Super Bowl advertising is big business, but it’s also a big gamble. Check out what those who have studied the ads are saying.
There’s more riding on the Super Bowl than just bets on whether the Saints or Colts will win. Corporate marketers have bet millions of dollars that their advertisements will translate into profits.
“It can be somewhat of craps shoot,” says University of Delaware marketing professor John Antil. He’s studied Super Bowl advertising trends for more than 20 years. He says one of the biggest trends this year is perennial Super Bowl advertisers sitting it out. Pepsi, GM, and FedEx have all decided to steer clear of advertising during Super Bowl XLIV. For GM, Antil says public perception would not be favorable for a company that’s recently come out of bankruptcy and then spends millions on a 30 seconds of advertising. But there are plenty of other companies willing to pay as much as $3 million for 30 seconds of time.
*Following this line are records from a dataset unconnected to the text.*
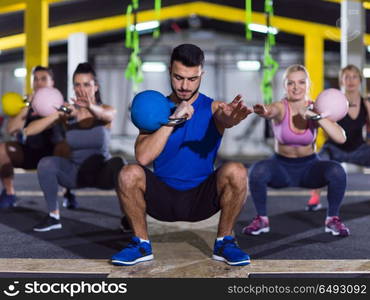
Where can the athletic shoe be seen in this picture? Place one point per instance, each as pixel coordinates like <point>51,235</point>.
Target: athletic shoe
<point>135,252</point>
<point>69,200</point>
<point>228,251</point>
<point>314,203</point>
<point>335,226</point>
<point>125,225</point>
<point>7,200</point>
<point>257,226</point>
<point>47,224</point>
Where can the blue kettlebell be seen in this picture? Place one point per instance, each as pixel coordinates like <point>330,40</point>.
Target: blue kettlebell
<point>150,110</point>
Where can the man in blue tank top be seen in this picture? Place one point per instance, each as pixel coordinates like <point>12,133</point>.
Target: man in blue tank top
<point>184,185</point>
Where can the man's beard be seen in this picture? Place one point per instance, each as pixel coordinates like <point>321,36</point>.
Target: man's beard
<point>187,99</point>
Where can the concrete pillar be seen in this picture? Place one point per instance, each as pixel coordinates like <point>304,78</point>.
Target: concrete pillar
<point>36,50</point>
<point>77,53</point>
<point>352,31</point>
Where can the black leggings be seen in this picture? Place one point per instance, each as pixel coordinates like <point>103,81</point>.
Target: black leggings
<point>94,172</point>
<point>308,172</point>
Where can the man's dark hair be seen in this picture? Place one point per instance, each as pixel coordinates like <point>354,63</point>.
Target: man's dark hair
<point>86,68</point>
<point>188,54</point>
<point>46,69</point>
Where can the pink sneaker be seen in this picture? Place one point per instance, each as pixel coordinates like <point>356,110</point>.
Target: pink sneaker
<point>257,226</point>
<point>335,226</point>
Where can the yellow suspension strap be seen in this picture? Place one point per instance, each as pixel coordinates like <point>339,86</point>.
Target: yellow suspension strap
<point>270,66</point>
<point>248,19</point>
<point>157,9</point>
<point>133,70</point>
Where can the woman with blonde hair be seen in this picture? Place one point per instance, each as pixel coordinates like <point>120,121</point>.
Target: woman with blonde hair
<point>295,162</point>
<point>355,150</point>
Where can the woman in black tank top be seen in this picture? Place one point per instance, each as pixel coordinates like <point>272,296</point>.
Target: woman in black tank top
<point>355,150</point>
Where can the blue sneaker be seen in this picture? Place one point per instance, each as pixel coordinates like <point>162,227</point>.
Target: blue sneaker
<point>6,200</point>
<point>228,251</point>
<point>135,252</point>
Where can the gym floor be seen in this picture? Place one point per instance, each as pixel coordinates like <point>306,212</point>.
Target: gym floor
<point>296,245</point>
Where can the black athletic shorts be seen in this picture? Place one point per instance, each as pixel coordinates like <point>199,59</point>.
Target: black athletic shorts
<point>165,203</point>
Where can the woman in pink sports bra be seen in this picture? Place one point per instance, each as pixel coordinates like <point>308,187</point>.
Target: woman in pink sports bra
<point>295,162</point>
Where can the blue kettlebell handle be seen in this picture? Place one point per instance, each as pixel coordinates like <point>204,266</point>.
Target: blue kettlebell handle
<point>176,121</point>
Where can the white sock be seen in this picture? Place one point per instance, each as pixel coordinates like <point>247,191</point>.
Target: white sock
<point>55,216</point>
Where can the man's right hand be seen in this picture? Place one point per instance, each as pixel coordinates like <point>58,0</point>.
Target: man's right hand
<point>183,110</point>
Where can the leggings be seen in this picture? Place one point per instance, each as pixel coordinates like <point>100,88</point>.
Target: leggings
<point>307,172</point>
<point>93,172</point>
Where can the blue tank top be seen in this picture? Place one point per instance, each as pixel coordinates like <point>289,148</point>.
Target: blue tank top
<point>85,142</point>
<point>189,155</point>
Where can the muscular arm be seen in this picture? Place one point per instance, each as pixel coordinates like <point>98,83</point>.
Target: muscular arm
<point>149,146</point>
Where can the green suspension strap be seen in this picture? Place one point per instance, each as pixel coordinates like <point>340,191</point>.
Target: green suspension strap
<point>157,8</point>
<point>133,70</point>
<point>270,66</point>
<point>248,19</point>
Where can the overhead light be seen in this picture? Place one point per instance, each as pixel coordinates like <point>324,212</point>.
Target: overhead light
<point>262,28</point>
<point>248,65</point>
<point>366,72</point>
<point>150,25</point>
<point>20,72</point>
<point>153,66</point>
But does their wager pay off? Antil says it’s hard to measure what impact the ads have on the bottom line, “It’s no where near an exact science.” He says companies that do a better job leveraging their ad time to drive people to their website can make the high price tag seem like a more reasonable investment. That’s especially true if the Super Bowl ad is the subject of water cooler conversations the next day. “If you start taking total impressions in mind, the word-of-mouth, it actually can turn out to be bargain price compared to other inventory that one might buy.”